The two companies Standard Life and Aberdeen Asset Management finalised the merger in the summer and created a new investment arm, Aberdeen Standard Investments.
Outflows surged in the newly named Aberdeen Standard with net outflows of £28.1bn in AUMA over the nine months, up on the previous year’s £25.8bn loss.
The losses left total assets under management and administration largely flat on the year previously at £646.2bn.
Company chief executives Martin Gilbert and Keith Skeoch insisted it was making progress in its aim of creating “a world-class investment company”.
“The integration of Aberdeen Standard Investments is on track and we are delighted with the way the teams are coming together to deliver for clients,” they said.
“While the combined business has experienced net outflows, these were in line with our expectations given the asset classes affected and the structural outflows from our lower margin mature books.”
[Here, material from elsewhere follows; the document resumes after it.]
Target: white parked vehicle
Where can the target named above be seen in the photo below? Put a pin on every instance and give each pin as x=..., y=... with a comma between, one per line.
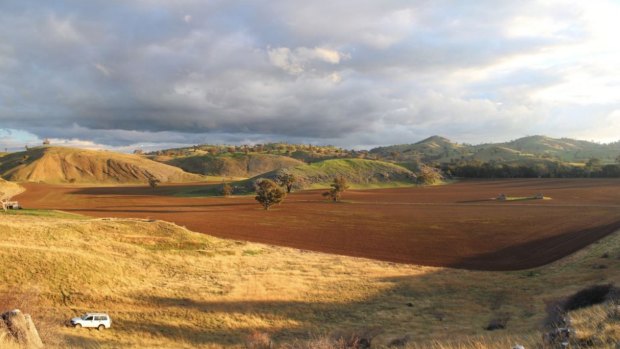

The institutional business took a hit with £32.4bn of redemptions forcing net outflows nearly £5bn higher than in 2016, at £14.9bn.
Gilbert and Skeoch said they remained “confident” of delivering long-term flow despite the company’s outflow woes.
“The momentum in our business is good with £58.6bn of gross inflows during the period,” they said.
“We continue to innovate, launching new funds with strong backing from clients and winning new mandates across a wide range of investment strategies. Standard Life, our pensions and savings business has had record flows year to date demonstrating further strength and diversity of our business.”